Open vladisld opened 4 years ago

vladisld commented 4 years ago

I'm using the InfluxDB to store the history data. Naturally the InfluxDB data feed is used for backtesting and optimizing the strategy.

Trying to optimize the strategy on ~10years 5min data set with few parameters ranges (resulting in 90 iterations) got me out of memory on my dev machine ( 12 cores + 12GB mem )

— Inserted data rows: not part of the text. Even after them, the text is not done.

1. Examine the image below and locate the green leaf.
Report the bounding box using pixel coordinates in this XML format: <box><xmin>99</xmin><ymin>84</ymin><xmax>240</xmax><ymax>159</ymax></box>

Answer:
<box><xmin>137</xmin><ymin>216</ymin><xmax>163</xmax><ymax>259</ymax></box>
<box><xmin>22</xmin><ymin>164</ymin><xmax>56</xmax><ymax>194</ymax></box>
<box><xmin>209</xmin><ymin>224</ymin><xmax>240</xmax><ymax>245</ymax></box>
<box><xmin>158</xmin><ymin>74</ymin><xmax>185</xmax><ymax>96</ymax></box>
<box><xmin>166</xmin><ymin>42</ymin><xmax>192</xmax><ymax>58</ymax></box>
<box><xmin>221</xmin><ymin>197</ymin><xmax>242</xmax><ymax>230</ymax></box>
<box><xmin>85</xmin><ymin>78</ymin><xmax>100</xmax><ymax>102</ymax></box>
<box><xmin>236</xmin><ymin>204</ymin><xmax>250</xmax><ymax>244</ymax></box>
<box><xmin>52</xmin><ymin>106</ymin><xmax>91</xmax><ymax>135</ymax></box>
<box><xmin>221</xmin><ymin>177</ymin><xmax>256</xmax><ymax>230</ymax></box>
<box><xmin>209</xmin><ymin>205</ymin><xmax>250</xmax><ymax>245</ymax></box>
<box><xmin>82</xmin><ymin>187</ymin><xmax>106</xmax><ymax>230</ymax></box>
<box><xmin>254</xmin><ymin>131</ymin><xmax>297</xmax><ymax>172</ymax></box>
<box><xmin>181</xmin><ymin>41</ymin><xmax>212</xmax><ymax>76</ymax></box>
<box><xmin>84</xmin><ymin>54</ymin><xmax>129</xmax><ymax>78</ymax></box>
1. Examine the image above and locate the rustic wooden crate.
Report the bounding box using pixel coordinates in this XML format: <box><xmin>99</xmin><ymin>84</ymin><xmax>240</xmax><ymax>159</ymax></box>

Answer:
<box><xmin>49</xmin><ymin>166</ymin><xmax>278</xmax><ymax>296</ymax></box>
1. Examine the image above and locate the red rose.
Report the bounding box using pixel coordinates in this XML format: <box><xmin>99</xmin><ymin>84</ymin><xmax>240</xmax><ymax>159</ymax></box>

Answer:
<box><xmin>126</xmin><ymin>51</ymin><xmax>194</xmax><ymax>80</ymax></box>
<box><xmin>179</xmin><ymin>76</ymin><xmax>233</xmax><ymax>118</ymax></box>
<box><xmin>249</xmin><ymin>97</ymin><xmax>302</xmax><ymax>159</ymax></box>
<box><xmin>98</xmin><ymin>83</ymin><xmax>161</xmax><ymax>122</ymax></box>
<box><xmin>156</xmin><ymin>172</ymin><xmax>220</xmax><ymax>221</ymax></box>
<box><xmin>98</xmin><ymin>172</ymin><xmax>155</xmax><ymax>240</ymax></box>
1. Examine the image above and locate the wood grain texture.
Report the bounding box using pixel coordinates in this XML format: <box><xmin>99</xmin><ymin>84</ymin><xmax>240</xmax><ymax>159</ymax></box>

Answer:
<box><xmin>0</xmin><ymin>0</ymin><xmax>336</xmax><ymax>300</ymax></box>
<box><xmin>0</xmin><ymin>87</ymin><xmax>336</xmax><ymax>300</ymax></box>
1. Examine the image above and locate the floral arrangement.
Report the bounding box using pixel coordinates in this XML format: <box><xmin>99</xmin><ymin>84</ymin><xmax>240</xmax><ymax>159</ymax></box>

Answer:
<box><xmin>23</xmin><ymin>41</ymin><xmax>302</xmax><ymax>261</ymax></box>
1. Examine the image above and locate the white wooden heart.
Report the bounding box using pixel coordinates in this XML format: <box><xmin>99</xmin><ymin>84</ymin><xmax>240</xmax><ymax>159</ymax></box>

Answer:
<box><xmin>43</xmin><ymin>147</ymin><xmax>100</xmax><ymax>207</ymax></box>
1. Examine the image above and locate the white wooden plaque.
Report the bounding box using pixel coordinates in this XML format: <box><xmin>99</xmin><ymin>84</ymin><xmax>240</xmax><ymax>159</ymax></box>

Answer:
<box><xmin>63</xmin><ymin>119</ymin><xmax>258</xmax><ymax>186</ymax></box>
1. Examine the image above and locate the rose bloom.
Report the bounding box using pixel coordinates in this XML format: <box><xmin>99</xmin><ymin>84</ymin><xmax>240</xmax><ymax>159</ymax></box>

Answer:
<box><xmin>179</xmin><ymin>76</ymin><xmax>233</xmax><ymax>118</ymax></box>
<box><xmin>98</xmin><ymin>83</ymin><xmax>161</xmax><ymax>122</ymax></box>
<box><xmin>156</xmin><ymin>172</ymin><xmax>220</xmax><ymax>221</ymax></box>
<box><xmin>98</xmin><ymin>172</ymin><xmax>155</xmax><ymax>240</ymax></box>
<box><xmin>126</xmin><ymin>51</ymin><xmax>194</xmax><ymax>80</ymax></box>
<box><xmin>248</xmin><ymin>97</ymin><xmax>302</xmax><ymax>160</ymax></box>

Here the cerebro flags I was using:

    cerebro = bt.Cerebro(maxcpus=args.maxcpus,
                         live=False,
                         runonce=True,
                         exactbars=False,
                         optdatas=True,
                         optreturn=True,
                         stdstats=False,
                         quicknotify=True)

Analysis:

After a little bit of debugging the problem appears to be with InfluxDB data feed implementation which lacks a proper support for preload function.

In the current InfluxDB implementation the data from the influx database is loaded during the InfluxDB.start method and the result-set is kept in memory for the live time of the InfluDB instance. Even if cerebro preloads all the data, the result-set (which is no longer needed in such case) will still be in memory.

This is problematic when running optimization, where multiprocessing.Pool and Pool.imap is used for running the strategy with all its parameter permutations concurrently.

The way the multiprocessing.Pool works (the default method on Linux at least) is that the main process is simply forked for each worker process, where the latter inherits the main process memory (which will include the memory allocated for the aforementioned result-set the InfluxDB data feed). In addition, for each run of the strategy, the cerebro instance will be serialized (pickle-ized) and passed to the worker process - once again this will include the memory for the InfluxDB data feed since it is directly referenced by cerebro instance . This will unnecessarily increase the memory pressure during the optimization process

atulhm commented 4 years ago

Can you confirm the issue is on python client side and not on influx? Did a little bit research that has me wondering.

I can spend 30 minutes on Sunday 5/31 to work on this with you if it might be helpful.

vladisld commented 4 years ago

Thanks @atulhm for the interest in this item.

Please see my post on the community forum here

There are few problems actually, both with InfluxDB implementation as well as the way Cerebro instance is pickle-azed during the optimization run.

I do have a solution for both of those problems for quite a long time already in my fork - will try to provide a PR once a proper tests will be ready.